No we should not support enum types derived from strings
Andrei Alexandrescu
SeeWebsiteForEmail at erdani.org
Fri May 7 15:24:42 UTC 2021
On 5/7/21 10:16 AM, Paul Backus wrote:
> On Friday, 7 May 2021 at 12:06:43 UTC, deadalnix wrote:
>> On Friday, 7 May 2021 at 11:55:53 UTC, Andrei Alexandrescu wrote:
>>> Heavy toll on the infra for a very niche use case with trivial
>>> workarounds on the user side.
>>
>> It seems like the toll comes from isSomeString to return false for
>> these nums, no? What is the root cause of this not working?
>>
>> It doesn't seems like this should be a special case anywhere and just
>> work.
>
> "Is a string type" and "is implicitly convertible to a string type" are
> not the same thing.
Yah. It's really been a string (heh!) of suboptimal decisions.
1. We wanted strings to be synonym to built-in slices of char. "Users
should not need to define their own string type!" This has been D's
billion dollars mistake.
2. Representing strings are char[] meant GC is a must and also there's
long-distance coupling between callers and callees whenever strings are
passed about: a callee may modify characters in the caller's string.
Such changes could have been absolutely trivially disallowed with a
user-defined string type, but see (1) and did I mention D's billion
dollars mistake?
3. So yours truly (shudder) came up with the idea of doing strings as
immutable(char)[] so that people can pass strings around, no coupling,
no problem. GC is still a must. That satisfies (1) but bought us into
the entire qualifiers business, which, any way I look at it, did not
produce enough dividends compared to the effort put into it and the
massive complications added to the language. (Aside: inout is the
weirdest thing. How could we ever think that that was a good idea.)

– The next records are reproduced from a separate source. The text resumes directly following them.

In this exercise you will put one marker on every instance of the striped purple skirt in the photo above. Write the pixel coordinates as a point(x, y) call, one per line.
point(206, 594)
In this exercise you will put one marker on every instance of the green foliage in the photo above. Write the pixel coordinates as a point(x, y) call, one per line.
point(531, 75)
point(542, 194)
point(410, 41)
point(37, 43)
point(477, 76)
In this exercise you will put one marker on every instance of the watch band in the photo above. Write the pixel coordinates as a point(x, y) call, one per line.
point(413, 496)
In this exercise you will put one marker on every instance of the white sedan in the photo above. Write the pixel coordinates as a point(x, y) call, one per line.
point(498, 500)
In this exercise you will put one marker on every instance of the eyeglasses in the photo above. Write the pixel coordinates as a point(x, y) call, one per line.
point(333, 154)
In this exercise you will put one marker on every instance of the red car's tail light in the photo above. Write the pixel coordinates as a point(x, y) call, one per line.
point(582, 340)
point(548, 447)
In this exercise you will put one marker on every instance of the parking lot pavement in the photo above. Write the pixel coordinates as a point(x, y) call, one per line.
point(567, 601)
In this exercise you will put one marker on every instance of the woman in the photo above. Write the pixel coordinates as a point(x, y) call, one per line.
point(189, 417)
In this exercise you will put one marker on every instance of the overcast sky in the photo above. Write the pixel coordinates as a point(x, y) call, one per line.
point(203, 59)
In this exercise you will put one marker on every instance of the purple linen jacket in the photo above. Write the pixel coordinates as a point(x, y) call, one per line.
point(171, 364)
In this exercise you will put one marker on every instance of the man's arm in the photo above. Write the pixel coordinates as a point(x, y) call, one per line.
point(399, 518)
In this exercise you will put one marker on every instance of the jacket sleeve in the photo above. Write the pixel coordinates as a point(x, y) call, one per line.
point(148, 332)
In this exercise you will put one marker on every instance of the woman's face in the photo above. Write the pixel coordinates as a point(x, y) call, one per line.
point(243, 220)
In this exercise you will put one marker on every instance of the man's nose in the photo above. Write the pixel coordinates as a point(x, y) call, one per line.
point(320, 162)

4. When doing generic string functions for phobos, it made sense to
support... oh wait a second we have so many string types. char[],
wchar[], dchar[], each in triplicate because of const and immutable. So
right of the bat we decided to support 9 string types. That was another
mistake because nobody cares about wchar and dchar. Anyway, that's how
isSomeChar and isSomeString were born.
5. Then came the question of ranges that have one of those 9 character
types as elements... those should be supported too, no? IIRC at least a
subset of phobos supports that stuff.
6. Then of course someone figured, wait a second, what about enums
derived from strings and user-defined types that have an alias this as
string... those deserve attention too, right? And right here we had
descended into madness.
Compare all that with:
0. We put a String type in the standard library. It uses UTF8 inside and
supports iteration by either bytes, UTF8, UTF16, or UTF32. It manages
its own memory so no need for the GC. It disallows remote coupling
across callers/callees. Case closed.